36 ans après sa parution aux États-Unis (1982), Tout ce qui est solide se volatilise (All That is Solid Melts Into Air), le maître-essai de Marshall Berman, est enfin publié en langue française (Entremonde, 2018). Ce livre, d’une rare densité, qui prend son titre d’une citation du Manifeste du parti communiste, explore les paradoxes de la modernité à partir d’un corpus de références qui puise aussi bien dans la philosophie critique, la littérature, l’art et surtout l’urbanisme, privilégiant selon son auteur une « approche large et ouverte ».

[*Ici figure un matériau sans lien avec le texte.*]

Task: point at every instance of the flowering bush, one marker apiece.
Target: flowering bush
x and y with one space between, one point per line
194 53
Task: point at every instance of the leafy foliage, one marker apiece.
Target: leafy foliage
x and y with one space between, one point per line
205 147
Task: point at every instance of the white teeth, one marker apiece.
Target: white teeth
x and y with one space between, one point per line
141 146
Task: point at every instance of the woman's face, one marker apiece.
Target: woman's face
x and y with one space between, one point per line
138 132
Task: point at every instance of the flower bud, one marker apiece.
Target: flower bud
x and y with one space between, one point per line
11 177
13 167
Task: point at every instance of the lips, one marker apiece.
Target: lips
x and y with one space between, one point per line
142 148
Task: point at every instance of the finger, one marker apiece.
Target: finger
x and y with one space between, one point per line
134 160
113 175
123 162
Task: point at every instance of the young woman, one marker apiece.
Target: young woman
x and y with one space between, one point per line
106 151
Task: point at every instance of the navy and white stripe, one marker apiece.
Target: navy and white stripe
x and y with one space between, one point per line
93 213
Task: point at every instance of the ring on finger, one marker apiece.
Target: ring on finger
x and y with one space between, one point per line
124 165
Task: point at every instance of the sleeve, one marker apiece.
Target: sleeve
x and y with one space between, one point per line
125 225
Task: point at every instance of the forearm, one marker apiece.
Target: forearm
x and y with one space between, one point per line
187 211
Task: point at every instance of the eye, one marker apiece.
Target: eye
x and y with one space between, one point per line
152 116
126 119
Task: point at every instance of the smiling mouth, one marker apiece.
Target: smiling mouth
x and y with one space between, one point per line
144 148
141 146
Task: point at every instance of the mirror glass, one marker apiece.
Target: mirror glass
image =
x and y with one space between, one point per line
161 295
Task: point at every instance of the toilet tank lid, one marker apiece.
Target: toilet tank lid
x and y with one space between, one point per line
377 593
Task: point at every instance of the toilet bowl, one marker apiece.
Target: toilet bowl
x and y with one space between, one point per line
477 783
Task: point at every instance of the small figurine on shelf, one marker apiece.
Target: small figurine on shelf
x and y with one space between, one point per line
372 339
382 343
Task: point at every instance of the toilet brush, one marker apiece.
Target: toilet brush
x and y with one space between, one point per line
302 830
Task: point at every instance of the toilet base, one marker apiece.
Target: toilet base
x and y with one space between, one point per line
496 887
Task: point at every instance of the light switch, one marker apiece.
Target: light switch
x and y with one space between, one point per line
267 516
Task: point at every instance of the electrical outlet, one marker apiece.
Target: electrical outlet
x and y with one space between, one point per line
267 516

Ce parcours transversal part d’un constat : la pensée contemporaine conçoit la modernité en la divisant en deux champs hermétiquement clos, avec d’une part l’économie politique telle que Marx l’a dévoilée, et d’autre part, les productions culturelles modernistes. Incompréhension, et parfois défiance, structurent les rapports entre les représentants de ces deux champs. Là où bien souvent artistes et écrivains voient dans le marxisme une survivance de l’Aufklärung que la modernité a mise à mal, les tenants de la critique de l’économie politique considèrent que la perspective de Marx est plus sensée, car plus « matérielle ». C’est à ce dualisme que s’attaque Marshall Berman, pour lequel ces deux points de vue se ramifient dans une généalogie commune, puisque les uns et les autres ont bien plus en commun qu’ils ne le pensent et c’est à leur pas qu’il s’attache, à leur « étrange danse dialectique ». Le propos de Berman se construit ainsi sur une problématique centrale qui cherche à définir un espace où convergeraient la pensée de Marx et la tradition moderniste, car toutes deux « voient la vie moderne traversée d’élans et de potentialités contradictoires ». Entre la déclaration marxienne – « les hommes nouveaux […] sont autant l’invention des temps modernes que les machines elles-mêmes » -, et le mot d’ordre de Rimbaud – « il faut être absolument moderne » -, Marshall Berman cherche un chemin pour « traverser et dépasser ces contradictions ».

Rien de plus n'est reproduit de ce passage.